Andaç Hongur,Selen Temizer,Sefa Mutlu,Tuncay Çakmak
14 Septembre 2018•Mise à jour: 14 Septembre 2018
AA - Istanbul - Tuncay Çakmak
Le porte-parole de la Présidence turque, Ibrahim Kalin, a déclaré que la situation à Idleb en Syrie reste très sensible et a mis en garde la communauté internationale contre les conséquences catastrophiques que pourrait engendrer une offensive sur cette région sous le contrôle de l’opposition syrienne.
Kalin a tenu une conférence de presse, vendredi à Istanbul, à l’issue d’une réunion technique des délégations turque, russe, française et allemande, pour préparer le prochain sommet qui réunira les leaders de ces quatre pays au sujet de la Syrie.
Le porte-parole a d’abord expliqué que les membres des quatre délégations ont discuté en détails de la situation générale en Syrie et en particulier sur le cas d’Idleb.
"La situation à Idleb demeure sensible, tout le monde est d'accord sur ce point. Tout le monde partage la conviction qu'une offensive sur Idleb aura des conséquences très lourdes, tant au niveau humanitaire avec un nouvel exode de masse, qu'au niveau politique avec l'effondrement des processus en cours", a-t-il déclaré.
Et d’ajouter : "La conviction commune est que la solution à Idleb ne peut être militaire mais politique", soulignant la nécessité de soutenir le processus de Genève initié par les Nations Unies, mais aussi du processus d’Astana, complémentaire, et les autres initiatives en cours.
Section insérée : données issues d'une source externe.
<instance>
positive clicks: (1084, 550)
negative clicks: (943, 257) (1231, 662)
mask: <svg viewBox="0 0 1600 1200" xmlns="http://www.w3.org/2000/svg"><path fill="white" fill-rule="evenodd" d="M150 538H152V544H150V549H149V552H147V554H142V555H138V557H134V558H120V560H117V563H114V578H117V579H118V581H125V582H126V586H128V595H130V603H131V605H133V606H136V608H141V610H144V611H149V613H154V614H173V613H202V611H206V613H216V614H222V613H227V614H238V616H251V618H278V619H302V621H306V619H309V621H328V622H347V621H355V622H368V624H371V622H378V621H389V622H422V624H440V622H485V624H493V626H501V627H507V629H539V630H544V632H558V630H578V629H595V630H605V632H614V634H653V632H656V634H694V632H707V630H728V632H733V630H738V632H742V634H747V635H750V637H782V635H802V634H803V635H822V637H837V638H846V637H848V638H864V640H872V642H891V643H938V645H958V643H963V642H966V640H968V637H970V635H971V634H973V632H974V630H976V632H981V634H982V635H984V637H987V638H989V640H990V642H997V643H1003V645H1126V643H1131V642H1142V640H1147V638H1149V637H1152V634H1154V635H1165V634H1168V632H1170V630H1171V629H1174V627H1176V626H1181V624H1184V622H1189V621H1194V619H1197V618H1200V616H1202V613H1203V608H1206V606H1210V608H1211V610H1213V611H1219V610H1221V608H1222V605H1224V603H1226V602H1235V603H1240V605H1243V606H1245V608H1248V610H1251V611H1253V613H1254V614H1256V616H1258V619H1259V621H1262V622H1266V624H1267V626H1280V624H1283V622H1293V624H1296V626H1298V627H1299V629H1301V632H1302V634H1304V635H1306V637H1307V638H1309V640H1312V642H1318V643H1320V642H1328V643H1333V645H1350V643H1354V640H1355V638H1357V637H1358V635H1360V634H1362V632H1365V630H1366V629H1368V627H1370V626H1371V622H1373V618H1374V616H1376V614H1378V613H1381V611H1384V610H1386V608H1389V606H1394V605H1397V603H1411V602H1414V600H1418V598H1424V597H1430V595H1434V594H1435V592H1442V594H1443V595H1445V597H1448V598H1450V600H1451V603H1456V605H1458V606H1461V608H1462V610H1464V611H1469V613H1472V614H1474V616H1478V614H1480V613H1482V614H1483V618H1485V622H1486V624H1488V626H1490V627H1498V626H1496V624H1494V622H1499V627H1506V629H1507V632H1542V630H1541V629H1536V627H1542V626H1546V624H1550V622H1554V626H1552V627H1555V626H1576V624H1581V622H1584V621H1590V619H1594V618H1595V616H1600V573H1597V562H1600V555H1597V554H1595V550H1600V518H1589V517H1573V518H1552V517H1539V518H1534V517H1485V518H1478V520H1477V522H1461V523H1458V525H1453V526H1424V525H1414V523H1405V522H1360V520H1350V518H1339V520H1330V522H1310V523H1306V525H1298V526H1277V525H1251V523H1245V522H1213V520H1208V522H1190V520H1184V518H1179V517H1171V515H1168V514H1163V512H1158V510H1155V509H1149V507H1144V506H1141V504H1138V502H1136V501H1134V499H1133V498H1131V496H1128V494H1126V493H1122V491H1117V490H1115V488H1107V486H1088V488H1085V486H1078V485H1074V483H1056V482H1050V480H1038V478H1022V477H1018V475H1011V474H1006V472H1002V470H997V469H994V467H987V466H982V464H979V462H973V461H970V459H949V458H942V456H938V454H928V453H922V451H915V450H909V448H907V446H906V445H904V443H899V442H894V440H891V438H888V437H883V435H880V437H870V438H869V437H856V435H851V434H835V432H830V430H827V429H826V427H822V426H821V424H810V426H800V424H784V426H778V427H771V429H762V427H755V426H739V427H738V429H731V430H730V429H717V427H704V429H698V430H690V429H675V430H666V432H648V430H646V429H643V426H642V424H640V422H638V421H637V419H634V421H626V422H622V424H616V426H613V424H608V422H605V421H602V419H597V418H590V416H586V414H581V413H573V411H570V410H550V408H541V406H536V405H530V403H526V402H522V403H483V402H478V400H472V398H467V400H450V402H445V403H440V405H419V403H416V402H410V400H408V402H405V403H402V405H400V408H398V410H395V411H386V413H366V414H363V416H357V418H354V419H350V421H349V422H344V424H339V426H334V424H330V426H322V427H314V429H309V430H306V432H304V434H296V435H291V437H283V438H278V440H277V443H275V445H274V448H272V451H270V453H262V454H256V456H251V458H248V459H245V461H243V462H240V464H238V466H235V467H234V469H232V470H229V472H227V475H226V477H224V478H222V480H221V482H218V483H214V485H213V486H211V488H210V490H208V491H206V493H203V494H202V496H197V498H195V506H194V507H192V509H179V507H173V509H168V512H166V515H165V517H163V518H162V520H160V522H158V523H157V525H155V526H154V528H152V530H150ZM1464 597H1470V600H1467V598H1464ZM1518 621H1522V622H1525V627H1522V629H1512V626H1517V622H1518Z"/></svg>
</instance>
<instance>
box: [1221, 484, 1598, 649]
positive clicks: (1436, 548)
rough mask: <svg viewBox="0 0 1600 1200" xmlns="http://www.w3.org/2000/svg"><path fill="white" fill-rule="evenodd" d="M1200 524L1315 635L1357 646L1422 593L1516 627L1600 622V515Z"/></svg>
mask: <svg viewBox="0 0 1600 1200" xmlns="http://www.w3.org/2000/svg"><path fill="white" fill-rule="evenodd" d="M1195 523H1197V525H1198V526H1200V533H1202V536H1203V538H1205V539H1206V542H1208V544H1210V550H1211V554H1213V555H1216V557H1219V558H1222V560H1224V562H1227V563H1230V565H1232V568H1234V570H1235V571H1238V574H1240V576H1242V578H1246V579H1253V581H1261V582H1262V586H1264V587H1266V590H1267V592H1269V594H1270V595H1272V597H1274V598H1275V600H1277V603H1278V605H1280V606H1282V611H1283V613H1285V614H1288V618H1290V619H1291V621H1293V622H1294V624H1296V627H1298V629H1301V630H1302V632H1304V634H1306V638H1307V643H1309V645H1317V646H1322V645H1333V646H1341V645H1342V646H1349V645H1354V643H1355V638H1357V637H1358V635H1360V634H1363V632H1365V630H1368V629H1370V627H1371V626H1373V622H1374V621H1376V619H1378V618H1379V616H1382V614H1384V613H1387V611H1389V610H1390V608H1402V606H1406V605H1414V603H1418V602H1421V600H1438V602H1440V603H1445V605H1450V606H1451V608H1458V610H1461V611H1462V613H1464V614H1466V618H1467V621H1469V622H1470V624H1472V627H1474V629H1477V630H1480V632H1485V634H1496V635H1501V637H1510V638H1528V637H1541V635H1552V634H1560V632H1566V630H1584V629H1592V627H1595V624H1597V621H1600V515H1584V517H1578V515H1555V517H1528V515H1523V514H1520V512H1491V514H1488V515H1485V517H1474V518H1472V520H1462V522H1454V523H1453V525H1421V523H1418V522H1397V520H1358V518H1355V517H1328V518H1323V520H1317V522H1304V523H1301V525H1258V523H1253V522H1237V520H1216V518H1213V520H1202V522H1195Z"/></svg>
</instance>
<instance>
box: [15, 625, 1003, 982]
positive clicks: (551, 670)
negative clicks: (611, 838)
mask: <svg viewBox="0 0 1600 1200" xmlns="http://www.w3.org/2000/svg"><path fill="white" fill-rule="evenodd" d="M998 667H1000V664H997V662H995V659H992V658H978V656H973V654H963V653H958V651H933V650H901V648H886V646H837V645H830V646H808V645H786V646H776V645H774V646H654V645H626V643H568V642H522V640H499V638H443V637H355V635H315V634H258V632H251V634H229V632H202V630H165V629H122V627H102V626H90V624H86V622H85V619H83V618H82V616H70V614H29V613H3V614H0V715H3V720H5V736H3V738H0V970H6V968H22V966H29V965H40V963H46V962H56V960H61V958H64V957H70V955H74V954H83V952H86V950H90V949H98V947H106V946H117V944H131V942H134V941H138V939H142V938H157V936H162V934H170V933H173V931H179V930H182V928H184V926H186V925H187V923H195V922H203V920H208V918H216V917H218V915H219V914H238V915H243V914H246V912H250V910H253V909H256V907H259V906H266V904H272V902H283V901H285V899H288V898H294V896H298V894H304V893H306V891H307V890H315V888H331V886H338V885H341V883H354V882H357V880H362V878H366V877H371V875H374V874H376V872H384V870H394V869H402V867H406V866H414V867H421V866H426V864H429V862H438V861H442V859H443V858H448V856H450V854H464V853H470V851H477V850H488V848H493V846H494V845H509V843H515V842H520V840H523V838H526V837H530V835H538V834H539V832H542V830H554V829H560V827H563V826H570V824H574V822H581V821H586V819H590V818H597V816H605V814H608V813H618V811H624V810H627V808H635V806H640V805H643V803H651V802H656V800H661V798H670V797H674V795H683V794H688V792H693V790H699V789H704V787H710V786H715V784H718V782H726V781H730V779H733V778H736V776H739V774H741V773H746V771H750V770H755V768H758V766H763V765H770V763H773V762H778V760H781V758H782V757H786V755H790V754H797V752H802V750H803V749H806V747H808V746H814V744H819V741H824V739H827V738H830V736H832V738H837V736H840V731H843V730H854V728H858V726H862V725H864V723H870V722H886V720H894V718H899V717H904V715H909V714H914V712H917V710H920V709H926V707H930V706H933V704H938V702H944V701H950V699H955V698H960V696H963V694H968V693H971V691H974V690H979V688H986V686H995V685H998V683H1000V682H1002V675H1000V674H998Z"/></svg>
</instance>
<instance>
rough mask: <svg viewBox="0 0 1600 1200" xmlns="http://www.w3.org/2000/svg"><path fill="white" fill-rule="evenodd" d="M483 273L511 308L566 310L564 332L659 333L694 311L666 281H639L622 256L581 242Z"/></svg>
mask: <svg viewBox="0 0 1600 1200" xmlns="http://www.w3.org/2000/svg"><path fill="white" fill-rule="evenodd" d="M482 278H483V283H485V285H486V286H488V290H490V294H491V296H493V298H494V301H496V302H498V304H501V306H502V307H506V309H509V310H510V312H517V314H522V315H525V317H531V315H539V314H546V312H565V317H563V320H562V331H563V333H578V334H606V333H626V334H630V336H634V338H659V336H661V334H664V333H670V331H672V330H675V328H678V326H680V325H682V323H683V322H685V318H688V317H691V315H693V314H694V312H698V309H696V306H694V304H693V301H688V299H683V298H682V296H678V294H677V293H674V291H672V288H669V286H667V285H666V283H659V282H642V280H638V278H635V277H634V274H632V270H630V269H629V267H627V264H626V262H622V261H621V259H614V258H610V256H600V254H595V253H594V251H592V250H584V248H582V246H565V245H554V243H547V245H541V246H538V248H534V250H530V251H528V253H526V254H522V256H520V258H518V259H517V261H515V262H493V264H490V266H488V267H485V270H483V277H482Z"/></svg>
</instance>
Ibrahim Kalin s’est ensuite exprimé au futur déplacement à Sotchi en Russie du Président de la République, Recep Tayyip Erdogan, pour discuter sur Idleb avec son homologue russe Vladimir Poutine.
"Le voyage de notre président à Sotchi est très important du point de vue des initiatives qui verront le jour juste après", a-t-il dit, expliquant que cette rencontre devait avoir lieu à une date ultérieure, mais que l’actualité en Syrie a précipité.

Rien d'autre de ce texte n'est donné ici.